4.3.7 Summarise or Summarize with Groups

# Needed to get higher moments like skewness/kurtosis
library(moments) 
group_1 <- group_by(gapminder, continent) %>%
summarize(mean = mean(lifeExp),
          stdev = sd(lifeExp),
          median = median(lifeExp),
          min = min(lifeExp),
          max = max(lifeExp),
          n = n(),
          se = stdev/sqrt(n),
          skew = skewness(lifeExp),
          kur = kurtosis(lifeExp))

group_2 <- group_by(gapminder, year) %>%
  summarise(mean = mean(lifeExp),
            stdev = sd(lifeExp),
            median = median(lifeExp),
            min = min(lifeExp),
            max = max(lifeExp),
            n = n(),
            se = stdev/sqrt(n),
            skew = skewness(lifeExp),
            kur = kurtosis(lifeExp))

4.3.8 Summarize

sumr_1 <- summarise(gapminder, 
          mean = mean(lifeExp),
          stdev = sd(lifeExp),
          median = median(lifeExp),
          min = min(lifeExp),
          max = max(lifeExp),
          n = n(),
          se = stdev/sqrt(n),
          skew = skewness(lifeExp),
          kur = kurtosis(lifeExp))

sumr_2 <- summarise(gapminder, 
          mean = mean(gdpPercap),
          stdev = sd(gdpPercap),
          median = median(gdpPercap),
          min = min(gdpPercap),
          max = max(gdpPercap),
          n = n(),
          se = stdev/sqrt(n),
          skew = skewness(gdpPercap),
          kur = kurtosis(gdpPercap))

# Bind to create a Data frame 
dd <- round(as.data.frame(rbind(sumr_1, sumr_2)), 3)
rownames(dd) <- c("Life Expectancy", "GDP Per Capita")
dd

4.4 References

5 Graphics in R

5.1 Base R Plots

R has few built-in plot functions.

Scatter Plot

URL <- "https://raw.githubusercontent.com/sylvadon5/data-files/main/credit.csv"
credit_data <- read.csv(URL, header = TRUE)
plot(credit_data$age, credit_data$amount,
     xlab = "Age", ylab = "Amount", main = "Amount vs Age",
     pch = 25, col = "red")

Histogram

hist(credit_data$age, xlab = "Age", ylab = "Frequency", main = "Histogram",
     freq = TRUE, col = "purple", border = "red", breaks = 7)
grid()

Density Plot

plot(density(credit_data$amount), col = "green",
     xlab = "Amount", main = "Density", lwd = 5)
grid()

Boxplot

boxplot(credit_data$amount~credit_data$job, xlab = "Job", ylab = "Amount",
        main = "Boxplot", horizontal = FALSE, col = "blue")
grid()

Bar Graph

frequency <- table(credit_data$years_at_residence)
barplot(frequency, xlab = "Default Status", main = "Default",
        ylim = c(0, 500))

5.2 ggplot2

ggplot2 is a plotting system developed by Hadley Wickham in 2005.
It makes it easy to create complicated graphs.
ggplot graphs are built layer by layer by adding new elements.
The ggplot function uses the following basic syntax for different types of graphs:

ggplot(<DATA>, mapping = aes(<MAPPINGS>)) + 
  <GEOM_FUNCTION>()

DATA: Data set containing the variables to be used for plotting.
aes: Stands for “Aesthetic”. Function that defines the variables to be plotted and other plotting characteristics such as color, shape, size etc.
GEOM_FUNCTION: Defines how the data is to be represented in the plot.
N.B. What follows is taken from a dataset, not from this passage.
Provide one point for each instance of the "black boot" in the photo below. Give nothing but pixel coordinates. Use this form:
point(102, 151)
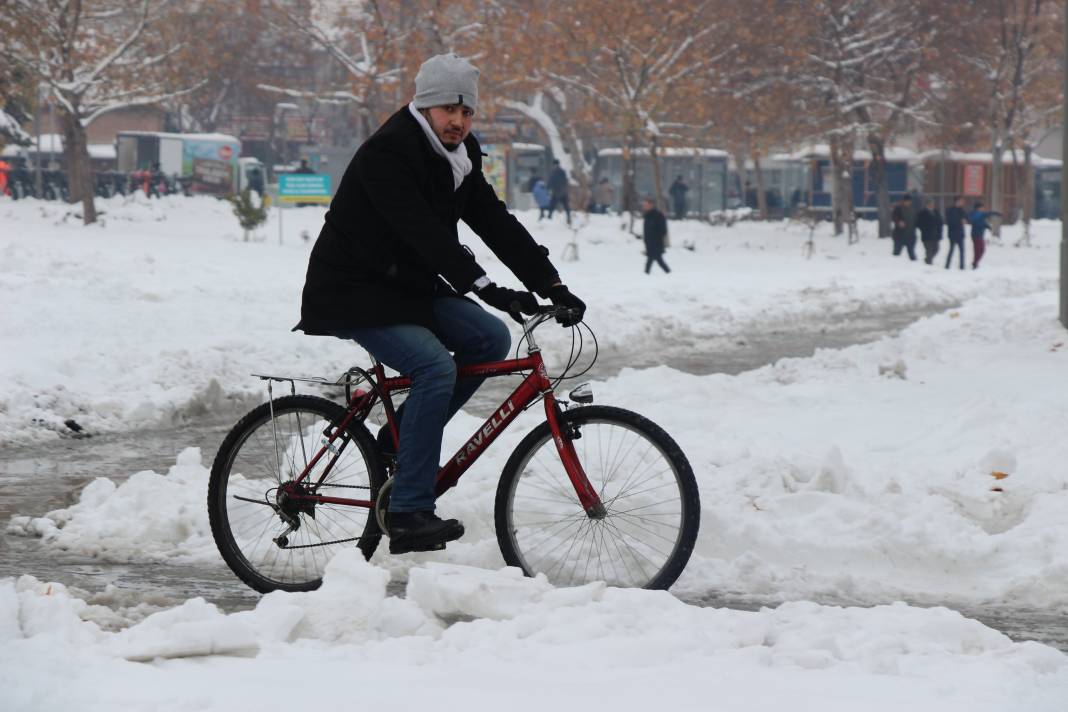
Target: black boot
point(421, 531)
Popular GEOM_FUNCTIONS include:
- geom_point() for scatter plots.
- geom_boxplot() for boxplots.
- geom_histogram() for histograms.
- geom_bar() for bar graphs.
- To add a GEOM_FUNCTION to the plot, we use + operator.
- The + operator can also be used to add other layers such as labs() to the plot.
We can install and load ggplot2 package via the tidyverse packages.